Timeseries analytics

Compute rolling metrics over time-ordered data:

import laminardb

conn = laminardb.open(":memory:")

# ── Source: stock trades ──
conn.execute("""
    CREATE SOURCE trades (
        ts      BIGINT,
        symbol  VARCHAR,
        price   DOUBLE,
        volume  BIGINT
    )
""")

# ── Stream: per-symbol price summary ──
conn.execute("""
    CREATE STREAM price_summary AS
    SELECT
        symbol,
        COUNT(*)    AS trade_count,
        AVG(price)  AS avg_price,
        MAX(price)  AS high,
        MIN(price)  AS low,
        SUM(volume) AS total_volume
    FROM trades
    GROUP BY symbol
""")

# ── Stream: high-volume trades ──
conn.execute("""
    CREATE STREAM whale_trades AS
    SELECT ts, symbol, price, volume
    FROM trades
    WHERE volume > 10000
""")

conn.start()

# ── Simulate a trading day ──
import random
symbols = ["AAPL", "GOOGL", "MSFT", "AMZN"]
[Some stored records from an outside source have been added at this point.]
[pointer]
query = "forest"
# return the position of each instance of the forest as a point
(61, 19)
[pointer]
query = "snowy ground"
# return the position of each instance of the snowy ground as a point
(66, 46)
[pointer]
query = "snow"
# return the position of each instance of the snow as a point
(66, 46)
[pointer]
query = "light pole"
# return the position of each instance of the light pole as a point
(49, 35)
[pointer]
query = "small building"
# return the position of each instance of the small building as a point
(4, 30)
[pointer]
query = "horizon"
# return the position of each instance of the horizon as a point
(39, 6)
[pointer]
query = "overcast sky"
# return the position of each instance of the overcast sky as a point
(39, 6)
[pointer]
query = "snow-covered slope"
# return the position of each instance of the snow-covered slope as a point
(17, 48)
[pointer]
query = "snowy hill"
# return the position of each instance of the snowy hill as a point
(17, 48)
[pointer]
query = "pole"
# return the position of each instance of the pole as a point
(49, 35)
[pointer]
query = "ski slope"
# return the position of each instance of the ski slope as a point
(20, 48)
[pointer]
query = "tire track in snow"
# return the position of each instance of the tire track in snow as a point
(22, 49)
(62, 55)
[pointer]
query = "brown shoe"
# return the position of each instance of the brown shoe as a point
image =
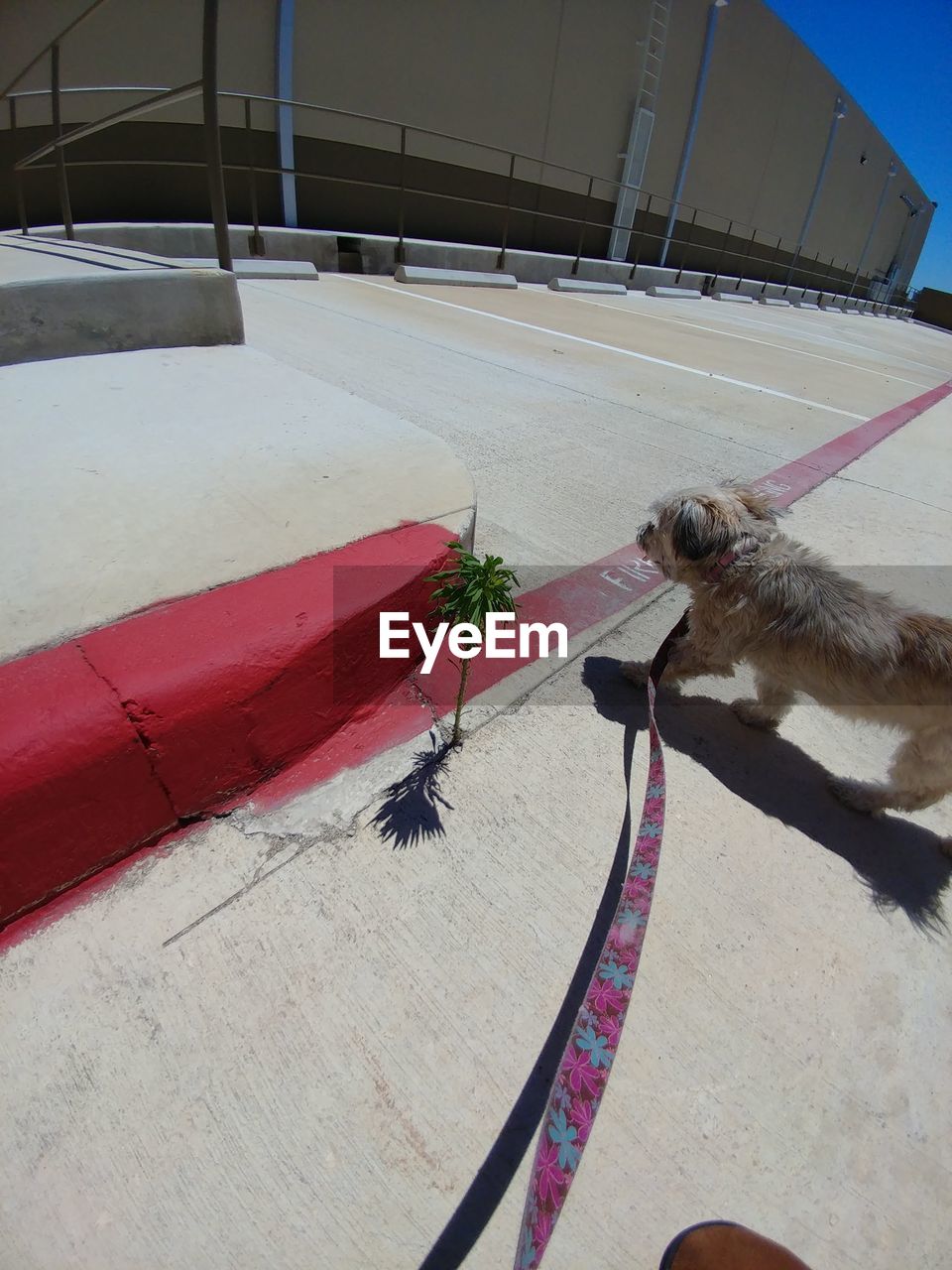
(726, 1246)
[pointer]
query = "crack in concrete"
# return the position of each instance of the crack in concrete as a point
(277, 842)
(141, 735)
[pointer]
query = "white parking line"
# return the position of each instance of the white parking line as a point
(608, 348)
(749, 339)
(817, 336)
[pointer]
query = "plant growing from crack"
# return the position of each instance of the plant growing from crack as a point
(470, 589)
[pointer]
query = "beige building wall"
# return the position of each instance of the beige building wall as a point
(555, 80)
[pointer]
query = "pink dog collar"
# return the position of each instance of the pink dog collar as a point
(724, 562)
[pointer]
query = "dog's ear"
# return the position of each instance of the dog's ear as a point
(698, 531)
(757, 503)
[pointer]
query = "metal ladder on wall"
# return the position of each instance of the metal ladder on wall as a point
(642, 126)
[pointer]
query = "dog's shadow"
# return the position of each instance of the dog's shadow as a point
(900, 862)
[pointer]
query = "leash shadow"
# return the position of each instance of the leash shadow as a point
(901, 864)
(502, 1162)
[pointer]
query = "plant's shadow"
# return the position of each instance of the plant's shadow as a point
(900, 862)
(502, 1162)
(411, 810)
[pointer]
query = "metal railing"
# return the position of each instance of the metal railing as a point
(725, 252)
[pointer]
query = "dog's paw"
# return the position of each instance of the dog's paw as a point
(752, 712)
(857, 795)
(636, 672)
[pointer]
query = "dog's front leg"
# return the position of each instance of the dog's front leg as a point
(687, 661)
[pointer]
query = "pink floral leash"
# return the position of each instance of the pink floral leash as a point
(587, 1064)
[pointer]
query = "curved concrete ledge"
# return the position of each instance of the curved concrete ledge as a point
(117, 312)
(112, 740)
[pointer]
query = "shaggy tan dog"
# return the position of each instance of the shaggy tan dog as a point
(762, 598)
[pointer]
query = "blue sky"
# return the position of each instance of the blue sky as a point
(893, 58)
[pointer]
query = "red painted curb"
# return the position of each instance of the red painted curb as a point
(112, 739)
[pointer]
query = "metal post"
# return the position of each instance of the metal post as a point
(399, 253)
(774, 261)
(839, 112)
(720, 257)
(902, 254)
(212, 134)
(285, 85)
(581, 229)
(255, 240)
(746, 261)
(890, 175)
(500, 258)
(64, 209)
(692, 123)
(687, 244)
(17, 178)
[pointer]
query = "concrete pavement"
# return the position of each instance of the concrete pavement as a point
(277, 1039)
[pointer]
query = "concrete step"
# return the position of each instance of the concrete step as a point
(267, 500)
(253, 268)
(111, 312)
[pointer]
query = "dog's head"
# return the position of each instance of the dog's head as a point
(689, 530)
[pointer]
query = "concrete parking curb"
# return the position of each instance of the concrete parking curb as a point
(419, 275)
(119, 735)
(117, 313)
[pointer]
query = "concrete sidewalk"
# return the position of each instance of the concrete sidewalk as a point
(277, 1039)
(284, 1042)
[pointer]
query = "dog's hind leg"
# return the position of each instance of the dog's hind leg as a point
(919, 776)
(772, 702)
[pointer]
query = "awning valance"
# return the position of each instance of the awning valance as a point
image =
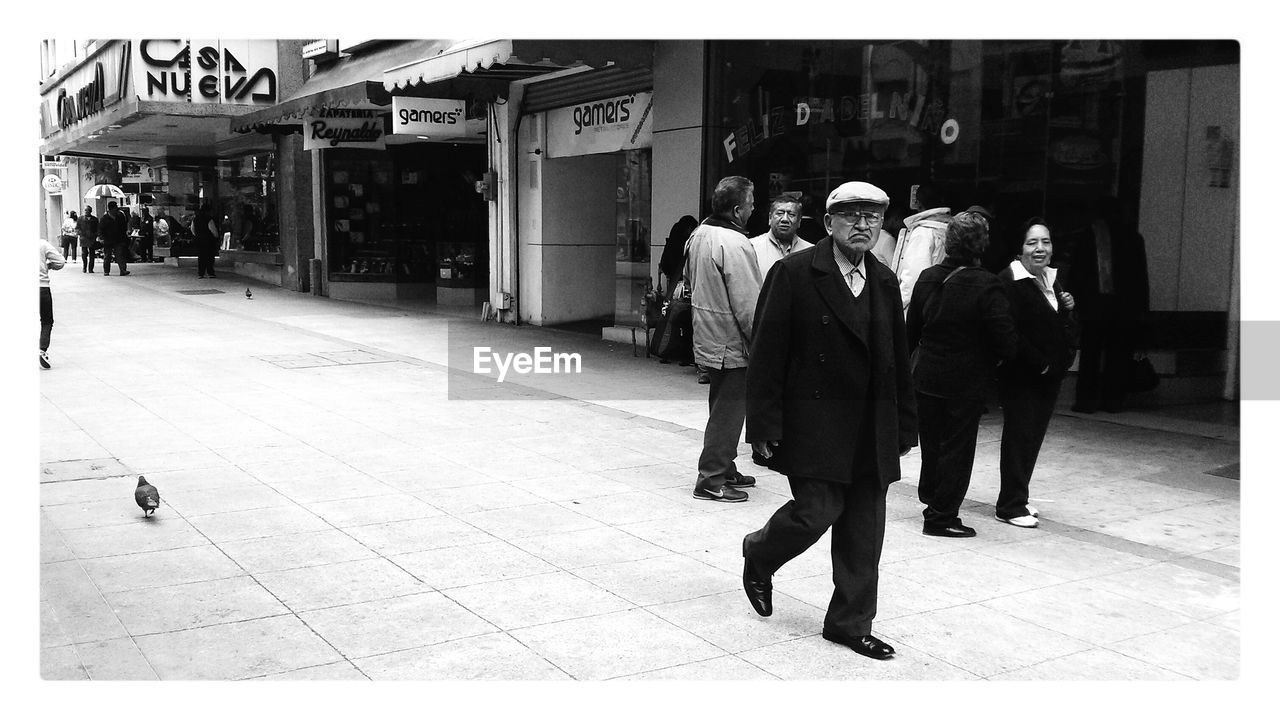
(353, 81)
(484, 68)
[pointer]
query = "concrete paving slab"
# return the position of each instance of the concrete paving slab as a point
(661, 579)
(160, 568)
(978, 639)
(1202, 650)
(634, 642)
(339, 583)
(236, 650)
(193, 605)
(536, 600)
(494, 656)
(474, 564)
(297, 550)
(392, 624)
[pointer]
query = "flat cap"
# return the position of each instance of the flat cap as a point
(856, 192)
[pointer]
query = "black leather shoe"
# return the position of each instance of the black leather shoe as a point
(871, 646)
(955, 529)
(759, 591)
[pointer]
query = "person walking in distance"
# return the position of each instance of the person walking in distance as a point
(69, 236)
(830, 404)
(113, 229)
(205, 229)
(781, 240)
(960, 329)
(1045, 322)
(50, 259)
(87, 231)
(726, 282)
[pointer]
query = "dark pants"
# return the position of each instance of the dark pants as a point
(855, 514)
(1106, 347)
(122, 258)
(949, 438)
(205, 250)
(46, 318)
(727, 404)
(1028, 406)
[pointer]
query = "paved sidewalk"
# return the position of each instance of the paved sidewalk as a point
(329, 513)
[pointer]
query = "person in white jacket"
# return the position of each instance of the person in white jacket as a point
(922, 244)
(49, 259)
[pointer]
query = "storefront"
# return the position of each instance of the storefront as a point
(151, 117)
(586, 203)
(1025, 128)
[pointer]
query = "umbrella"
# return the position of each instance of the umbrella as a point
(104, 191)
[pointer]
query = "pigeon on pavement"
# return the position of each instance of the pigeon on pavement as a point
(146, 496)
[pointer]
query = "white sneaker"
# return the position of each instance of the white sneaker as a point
(1020, 522)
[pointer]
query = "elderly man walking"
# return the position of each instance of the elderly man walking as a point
(726, 282)
(830, 405)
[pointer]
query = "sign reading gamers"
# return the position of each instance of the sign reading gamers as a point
(600, 126)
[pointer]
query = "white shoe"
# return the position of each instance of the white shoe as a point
(1020, 522)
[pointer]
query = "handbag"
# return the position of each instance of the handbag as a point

with conn.writer("trades") as w:
    for t in range(1000):
        sym = random.choice(symbols)
        w.insert({
            "ts": 1700000000 + t,
            "symbol": sym,
            "price": round(100 + random.gauss(0, 5), 2),
            "volume": random.randint(100, 50000),
        })
        if t % 100 == 99:
            w.watermark(1700000000 + t)

# ── Query results ──
print("=== Price Summary ===")
conn.sql("SELECT * FROM price_summary").show()

print("\n=== Whale Trades ===")
conn.sql("SELECT * FROM whale_trades").show(max_rows=10)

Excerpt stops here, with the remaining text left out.